Ternyata Growth Mindset Selaras dengan Stoikisme
Hari Minggu kemarin, cuaca mendung bahkan sempat gerimis. Paling enak ngapain? Ya rebahan (sambil scroll sosmed). Tapi, aku memilih untuk pergi ke sebuah kegiatan positif, dan itu keputusan yang tepat!
Tahun ini aku lagi nyamar jadi ekstrovert (padahal aku introvertnya parah), dengan melibatkan diri dalam berbagai kegiatan sosial, salah satunya adalah Desamind Chapter Purbalingga. Terbiasa dengan pengabdian di luar Purbalingga, ini saatnya aku mencoba pengabdian di kampung halaman sendiri. DCP aku pilih sebagai suatu ruang untuk bertumbuh dan memperluas teman satu daerah.
Dan Minggu kemarin, aku ikut Upgrading Desamind Chapter Purbalingga. Saking asiknya mendengarkan dua pembicara (Mba Nida dan Kak Ova), aku sampai lupa mencatat. Ini aku tulis mengandalkan ingatanku. Meski kedua pembicara membahas topik yang berbeda, aku bisa menarik benang merah perbincangan kemarin berhubungan dengan Stoikisme.
Dalam berorganisasi, akan selalu ada masalah, baik dari internal maupun eksternal. Menurut Mba Nida, kita harus jadi pribadi yang fleksibel di setiap situasi, terutama dalam konteks sosial dengan orang-orang yang beragam. Harus belajar menurunkan ekspektasi dan berdamai dengan ketidaksempurnaan yang terjadi di lapangan. Dalam Stoikisme, ada konsep "Premeditatio Malorum," sederhananya berlatih menderita dengan memikirkan skenario terburuk. Seperti yang dikatakan Seneca, "Orang yang paling menderita adalah yang selalu mengharapkan keberuntungan." Dalam berorganisasi, biasanya kita sudah menyiapkan rencana A dan berharap semuanya berjalan lancar, tapi kenyataannya tidak selalu demikian.
Dengan "Premeditatio Malorum," kita mencoba memikirkan kemungkinan buruk yang tujuannya untuk menyiapkan rencana B, C, dan D. Kita juga harus belajar bahwa anggota-anggota dalam organisasi karakternya beragam. Sudah menjadi hal lumrah saat ada anggota yang semangatnya surut dan tidak aktif lagi; kita tidak bisa mengontrol mereka, itu di luar kendali kita. Tetapi kita wajib mengupayakan untuk reach mereka duluan.

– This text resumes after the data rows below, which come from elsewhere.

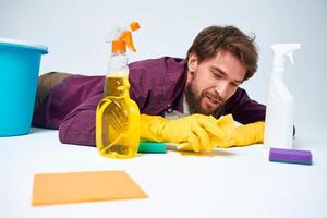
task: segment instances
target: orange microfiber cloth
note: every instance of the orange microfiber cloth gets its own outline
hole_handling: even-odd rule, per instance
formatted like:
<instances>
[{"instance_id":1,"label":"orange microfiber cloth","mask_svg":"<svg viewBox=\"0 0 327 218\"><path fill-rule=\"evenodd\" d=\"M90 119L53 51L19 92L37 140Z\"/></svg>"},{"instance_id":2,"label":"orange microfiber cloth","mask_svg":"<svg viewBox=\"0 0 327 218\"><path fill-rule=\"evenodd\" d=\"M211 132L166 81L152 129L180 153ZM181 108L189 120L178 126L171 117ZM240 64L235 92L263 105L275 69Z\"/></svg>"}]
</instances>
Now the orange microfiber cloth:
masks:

Baca Juga >> 6 Petuah Stoik Untuk Menghadapi Kegagalan
Growth Mindset itu diperlukan agar kita bisa maju! Kalau kata Kak Ova, "Arti dan taraf sukses masing-masing orang memang berbeda. Tapi tidak ada orang sukses yang tidak memiliki growth mindset." Orang dengan growth mindset suka tantangan, cinta belajar, dan terus mengembangkan diri. Dalam Stoikisme, ada dikotomi kendali, yang fokusnya adalah pada apa yang bisa kita kendalikan termasuk usaha kita untuk terus menjadi manusia yang berkembang lebih baik.
Kak Ova menekankan pentingnya networking dan menularkan prinsip, "Keluar rumah setidaknya kamu mendapatkan antara uang, relasi, pengalaman, atau pengetahuan." Sama halnya ketika kita berorganisasi yang kegiatannya sukarela. Meskipun tidak mendapat uang, kita bisa mendapatkan relasi, pengalaman, dan pengetahuan.

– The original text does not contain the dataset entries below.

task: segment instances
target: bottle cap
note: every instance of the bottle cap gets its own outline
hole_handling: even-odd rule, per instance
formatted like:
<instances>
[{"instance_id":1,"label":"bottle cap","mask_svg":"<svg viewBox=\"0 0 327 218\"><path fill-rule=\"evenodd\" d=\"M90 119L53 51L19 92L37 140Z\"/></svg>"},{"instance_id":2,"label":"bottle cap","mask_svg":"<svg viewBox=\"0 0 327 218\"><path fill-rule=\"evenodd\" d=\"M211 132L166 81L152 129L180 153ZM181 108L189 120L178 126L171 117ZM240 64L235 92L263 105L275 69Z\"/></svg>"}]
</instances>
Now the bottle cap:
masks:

Kak Ova juga bilang, "Mengubah orang yang ngga mau maju lebih sulit dibandingkan memindahkan Gunung Slamet!" Kenapa? Karena Growth Mindset harus berawal dari kesadaran diri. Growth Mindset akan lebih mengapresiasi proses dan progres, bukan hasil akhir. Ini selaras dengan konsep Stoikisme, yang menekankan bahwa yang terpenting adalah memaksimalkan upaya kita, sementara 'hasil' itu di luar kuasa kita.
Sebagai seorang introvert yang hobi banget menyendiri dan malas keluar rumah, aku sangat bersyukur karena tahun ini aku memberanikan diri untuk keluar dan melibatkan diri dalam kegiatan positif. Meskipun awal beradaptasi itu berat karena energi sosialku cepat habis, tapi itu sepadan karena aku bisa mengalami hal-hal yang tidak akan aku alami jika hanya terus mengurung diri!
Bonusnya kegiatan kemarin diadakan ditempat yang aesthetic, hehe.